NOTE: This section is based on the code provided in the DESeq2 vignette, which can be checked for extra information.
A basic task in the analysis of expression data is the detection of differentially expressed genes. The DESeq2 package provides a method to test for differential expression by using a generalised linear model in which counts are modeled with a negative binomial distribution. It expects a matrix of count values where each column corresponds to a sample and each line to a feature (e.g. a gene).

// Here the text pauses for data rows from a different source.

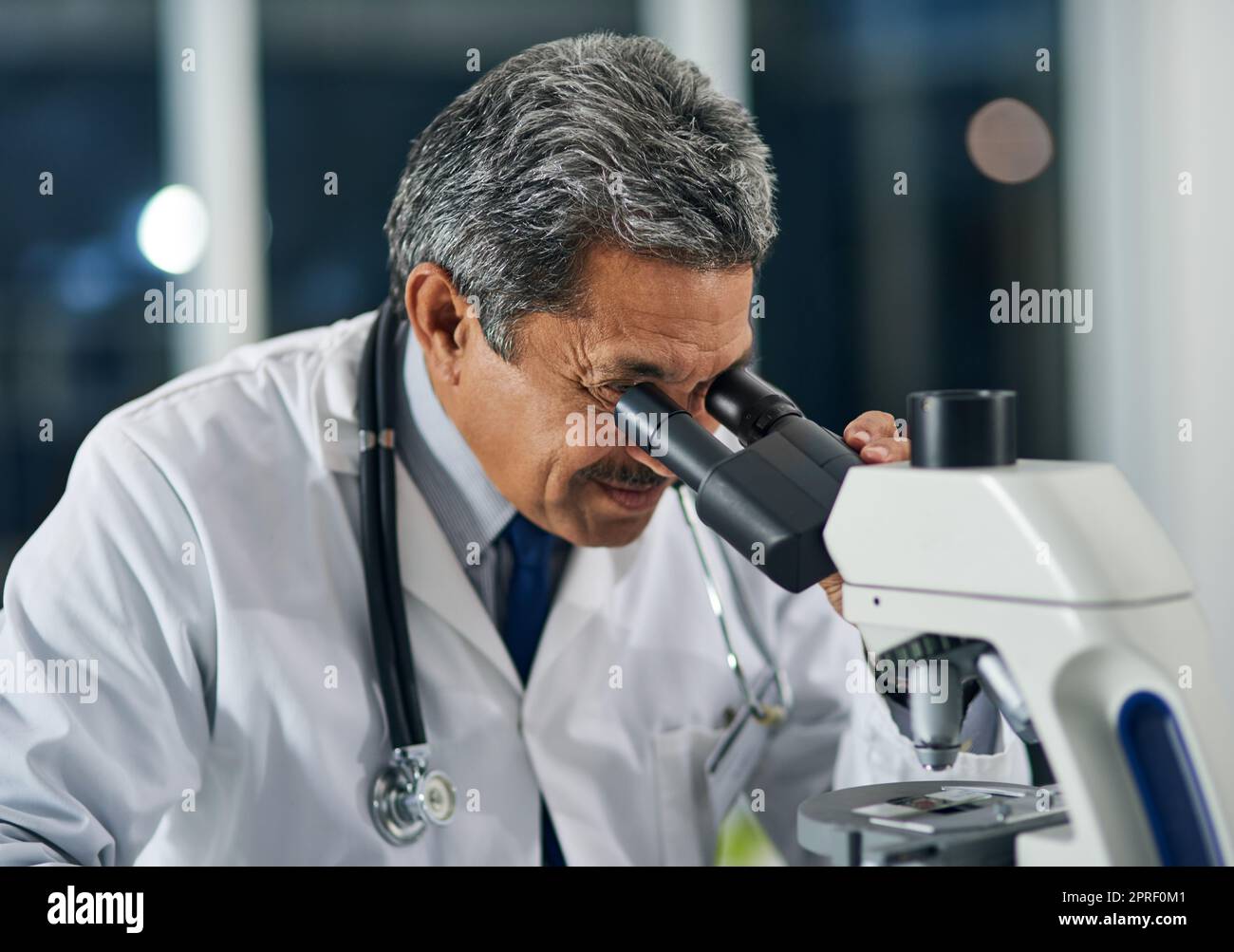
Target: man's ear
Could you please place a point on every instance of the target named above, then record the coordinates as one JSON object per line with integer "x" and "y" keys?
{"x": 437, "y": 312}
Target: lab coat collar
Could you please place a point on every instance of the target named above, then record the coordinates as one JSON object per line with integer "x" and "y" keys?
{"x": 428, "y": 568}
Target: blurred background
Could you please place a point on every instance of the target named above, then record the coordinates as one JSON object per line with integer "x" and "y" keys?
{"x": 901, "y": 213}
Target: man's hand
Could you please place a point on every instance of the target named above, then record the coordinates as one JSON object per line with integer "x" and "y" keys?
{"x": 874, "y": 437}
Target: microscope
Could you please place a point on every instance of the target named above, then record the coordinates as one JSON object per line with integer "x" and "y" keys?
{"x": 1045, "y": 582}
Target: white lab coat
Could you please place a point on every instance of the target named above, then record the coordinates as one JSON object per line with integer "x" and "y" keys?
{"x": 205, "y": 554}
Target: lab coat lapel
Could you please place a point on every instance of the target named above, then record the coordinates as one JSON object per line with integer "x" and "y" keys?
{"x": 584, "y": 592}
{"x": 432, "y": 573}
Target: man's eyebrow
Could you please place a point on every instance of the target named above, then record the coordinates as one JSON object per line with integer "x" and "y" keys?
{"x": 641, "y": 367}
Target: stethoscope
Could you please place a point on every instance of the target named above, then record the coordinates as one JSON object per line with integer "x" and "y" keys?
{"x": 407, "y": 794}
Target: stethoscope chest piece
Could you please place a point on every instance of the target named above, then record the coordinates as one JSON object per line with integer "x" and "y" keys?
{"x": 407, "y": 796}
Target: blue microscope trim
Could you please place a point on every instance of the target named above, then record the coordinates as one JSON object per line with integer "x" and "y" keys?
{"x": 1167, "y": 779}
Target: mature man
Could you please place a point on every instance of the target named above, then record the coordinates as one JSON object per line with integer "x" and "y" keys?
{"x": 588, "y": 216}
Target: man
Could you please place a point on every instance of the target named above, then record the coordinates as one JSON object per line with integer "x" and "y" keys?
{"x": 587, "y": 217}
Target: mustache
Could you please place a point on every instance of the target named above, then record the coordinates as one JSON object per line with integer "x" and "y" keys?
{"x": 634, "y": 477}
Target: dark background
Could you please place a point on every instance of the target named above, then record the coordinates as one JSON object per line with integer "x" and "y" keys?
{"x": 869, "y": 295}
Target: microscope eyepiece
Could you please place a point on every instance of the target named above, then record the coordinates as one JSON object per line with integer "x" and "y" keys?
{"x": 747, "y": 404}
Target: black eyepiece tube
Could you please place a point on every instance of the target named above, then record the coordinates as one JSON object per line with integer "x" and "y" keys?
{"x": 666, "y": 431}
{"x": 748, "y": 406}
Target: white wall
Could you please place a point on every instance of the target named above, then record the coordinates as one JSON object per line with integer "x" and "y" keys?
{"x": 1149, "y": 94}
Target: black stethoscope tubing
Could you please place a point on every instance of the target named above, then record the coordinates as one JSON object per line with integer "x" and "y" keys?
{"x": 379, "y": 528}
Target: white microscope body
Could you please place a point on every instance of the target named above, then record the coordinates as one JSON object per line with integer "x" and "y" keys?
{"x": 1065, "y": 573}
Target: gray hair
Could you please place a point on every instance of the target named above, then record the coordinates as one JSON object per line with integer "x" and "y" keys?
{"x": 591, "y": 140}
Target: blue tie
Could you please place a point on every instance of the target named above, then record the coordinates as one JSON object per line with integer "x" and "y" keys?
{"x": 527, "y": 603}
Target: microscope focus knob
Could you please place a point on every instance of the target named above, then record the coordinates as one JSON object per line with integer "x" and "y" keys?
{"x": 963, "y": 427}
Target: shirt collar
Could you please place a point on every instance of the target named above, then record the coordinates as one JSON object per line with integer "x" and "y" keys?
{"x": 468, "y": 506}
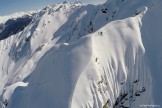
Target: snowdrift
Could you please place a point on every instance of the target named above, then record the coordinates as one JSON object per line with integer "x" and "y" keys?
{"x": 74, "y": 55}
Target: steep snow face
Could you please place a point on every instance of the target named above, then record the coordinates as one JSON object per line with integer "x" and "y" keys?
{"x": 152, "y": 39}
{"x": 75, "y": 55}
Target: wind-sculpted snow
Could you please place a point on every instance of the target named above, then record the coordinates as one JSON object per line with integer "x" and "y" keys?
{"x": 84, "y": 56}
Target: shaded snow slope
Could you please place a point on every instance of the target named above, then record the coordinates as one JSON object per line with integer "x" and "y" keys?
{"x": 76, "y": 56}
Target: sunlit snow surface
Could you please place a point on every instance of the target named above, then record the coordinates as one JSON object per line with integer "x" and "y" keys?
{"x": 74, "y": 55}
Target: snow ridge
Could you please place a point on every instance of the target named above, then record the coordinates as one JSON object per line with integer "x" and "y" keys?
{"x": 81, "y": 56}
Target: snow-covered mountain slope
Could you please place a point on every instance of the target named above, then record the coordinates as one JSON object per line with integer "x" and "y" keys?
{"x": 73, "y": 55}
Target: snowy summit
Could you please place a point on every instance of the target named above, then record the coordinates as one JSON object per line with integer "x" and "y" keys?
{"x": 76, "y": 55}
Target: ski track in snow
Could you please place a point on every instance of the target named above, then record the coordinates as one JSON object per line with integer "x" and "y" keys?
{"x": 75, "y": 55}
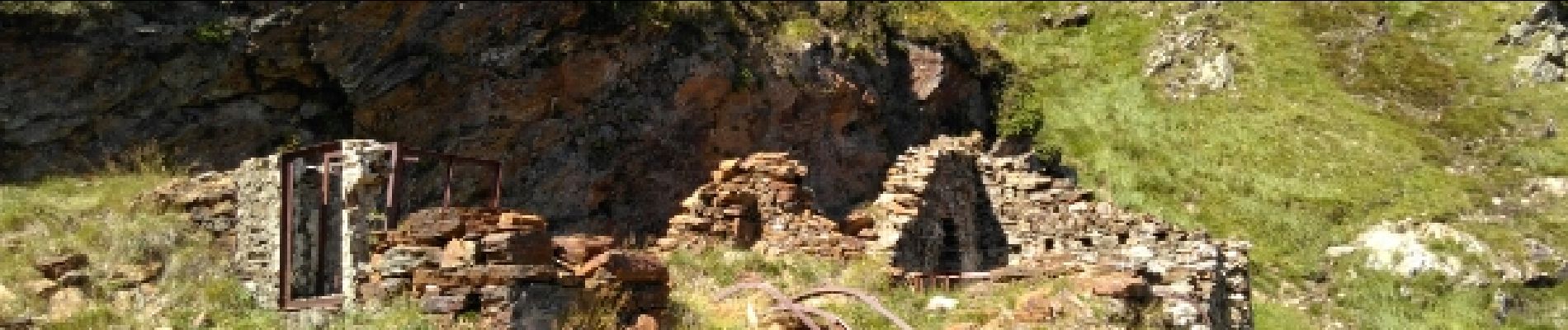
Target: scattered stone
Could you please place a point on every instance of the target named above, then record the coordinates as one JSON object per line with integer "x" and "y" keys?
{"x": 941, "y": 304}
{"x": 1402, "y": 248}
{"x": 41, "y": 288}
{"x": 74, "y": 279}
{"x": 1339, "y": 251}
{"x": 645, "y": 323}
{"x": 458, "y": 254}
{"x": 759, "y": 204}
{"x": 135, "y": 274}
{"x": 925, "y": 71}
{"x": 963, "y": 326}
{"x": 19, "y": 323}
{"x": 7, "y": 296}
{"x": 59, "y": 265}
{"x": 66, "y": 304}
{"x": 1043, "y": 305}
{"x": 1556, "y": 186}
{"x": 1074, "y": 19}
{"x": 1547, "y": 29}
{"x": 1189, "y": 57}
{"x": 1118, "y": 285}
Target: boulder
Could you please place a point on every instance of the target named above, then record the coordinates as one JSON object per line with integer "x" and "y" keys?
{"x": 59, "y": 265}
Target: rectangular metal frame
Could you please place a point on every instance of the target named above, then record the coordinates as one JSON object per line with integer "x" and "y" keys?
{"x": 329, "y": 150}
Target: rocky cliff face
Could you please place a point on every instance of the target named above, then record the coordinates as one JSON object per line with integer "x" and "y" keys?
{"x": 604, "y": 113}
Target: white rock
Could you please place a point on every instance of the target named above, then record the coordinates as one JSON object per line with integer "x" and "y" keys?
{"x": 941, "y": 304}
{"x": 1339, "y": 251}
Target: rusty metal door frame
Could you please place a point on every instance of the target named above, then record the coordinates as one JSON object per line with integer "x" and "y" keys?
{"x": 327, "y": 152}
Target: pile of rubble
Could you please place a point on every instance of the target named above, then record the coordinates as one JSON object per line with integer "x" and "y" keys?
{"x": 1189, "y": 59}
{"x": 1548, "y": 33}
{"x": 68, "y": 280}
{"x": 954, "y": 210}
{"x": 207, "y": 197}
{"x": 759, "y": 204}
{"x": 503, "y": 266}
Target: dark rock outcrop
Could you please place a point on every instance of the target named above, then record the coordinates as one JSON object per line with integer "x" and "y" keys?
{"x": 604, "y": 113}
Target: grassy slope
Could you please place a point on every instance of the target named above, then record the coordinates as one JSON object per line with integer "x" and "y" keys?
{"x": 94, "y": 216}
{"x": 1297, "y": 158}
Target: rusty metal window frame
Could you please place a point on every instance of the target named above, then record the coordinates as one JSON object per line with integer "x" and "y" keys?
{"x": 328, "y": 150}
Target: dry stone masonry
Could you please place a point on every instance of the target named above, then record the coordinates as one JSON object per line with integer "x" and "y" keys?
{"x": 759, "y": 204}
{"x": 954, "y": 209}
{"x": 503, "y": 265}
{"x": 347, "y": 249}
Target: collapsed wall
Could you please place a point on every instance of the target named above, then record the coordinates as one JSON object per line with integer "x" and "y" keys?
{"x": 758, "y": 204}
{"x": 339, "y": 244}
{"x": 952, "y": 207}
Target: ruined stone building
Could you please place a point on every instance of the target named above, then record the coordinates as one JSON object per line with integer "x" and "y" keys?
{"x": 331, "y": 225}
{"x": 954, "y": 209}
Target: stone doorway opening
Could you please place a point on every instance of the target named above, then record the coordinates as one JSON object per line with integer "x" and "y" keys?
{"x": 747, "y": 229}
{"x": 956, "y": 229}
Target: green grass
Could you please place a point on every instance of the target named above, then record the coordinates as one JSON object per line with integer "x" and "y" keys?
{"x": 94, "y": 216}
{"x": 709, "y": 271}
{"x": 1322, "y": 136}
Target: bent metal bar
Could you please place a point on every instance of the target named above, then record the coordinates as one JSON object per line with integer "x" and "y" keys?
{"x": 333, "y": 150}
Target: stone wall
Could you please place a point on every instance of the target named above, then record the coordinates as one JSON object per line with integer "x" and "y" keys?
{"x": 759, "y": 204}
{"x": 954, "y": 207}
{"x": 256, "y": 229}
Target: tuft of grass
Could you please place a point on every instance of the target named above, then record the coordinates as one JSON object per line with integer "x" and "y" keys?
{"x": 1334, "y": 124}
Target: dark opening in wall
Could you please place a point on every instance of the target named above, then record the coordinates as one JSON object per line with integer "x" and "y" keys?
{"x": 956, "y": 230}
{"x": 317, "y": 238}
{"x": 749, "y": 227}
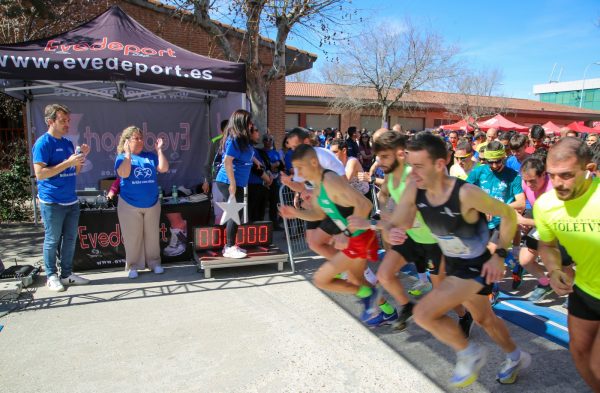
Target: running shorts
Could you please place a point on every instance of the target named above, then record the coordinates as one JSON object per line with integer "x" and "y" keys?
{"x": 363, "y": 246}
{"x": 423, "y": 255}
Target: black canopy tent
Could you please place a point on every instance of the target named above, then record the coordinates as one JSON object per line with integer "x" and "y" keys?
{"x": 113, "y": 57}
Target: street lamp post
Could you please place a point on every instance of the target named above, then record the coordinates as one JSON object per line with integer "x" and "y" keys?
{"x": 583, "y": 81}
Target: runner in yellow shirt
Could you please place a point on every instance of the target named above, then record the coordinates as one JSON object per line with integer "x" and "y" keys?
{"x": 570, "y": 215}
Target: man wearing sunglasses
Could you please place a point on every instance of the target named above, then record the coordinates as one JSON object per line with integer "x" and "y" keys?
{"x": 463, "y": 160}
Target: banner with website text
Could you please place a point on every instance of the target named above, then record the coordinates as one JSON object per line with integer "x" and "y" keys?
{"x": 97, "y": 123}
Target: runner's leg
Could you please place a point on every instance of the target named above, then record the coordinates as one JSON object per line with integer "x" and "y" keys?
{"x": 482, "y": 313}
{"x": 319, "y": 241}
{"x": 430, "y": 312}
{"x": 584, "y": 338}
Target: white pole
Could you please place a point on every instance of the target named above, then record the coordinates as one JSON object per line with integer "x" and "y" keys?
{"x": 583, "y": 82}
{"x": 29, "y": 126}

Typically, a DESeq2 analysis is performed in three steps: count normalisation, dispersion estimation and differential expression test, although the authors also provide a wrapper function for those steps.
Since we have already generated a matrix with the normalised counts in the previous section (see Normalising counts with DESeq2), we will use it directly as input for the next step.
An important step in differential expression analysis is to figure out how much variability we can expect in the expression measurements within the same condition. Unless this is known, we cannot make inferences about whether the change in expression observed for a given gene is big enough to be considered significant, or whether it corresponds to the variability that we would expect by chance. This is why it is so important to have replicates: they show how much variation occurs without a difference in the condition.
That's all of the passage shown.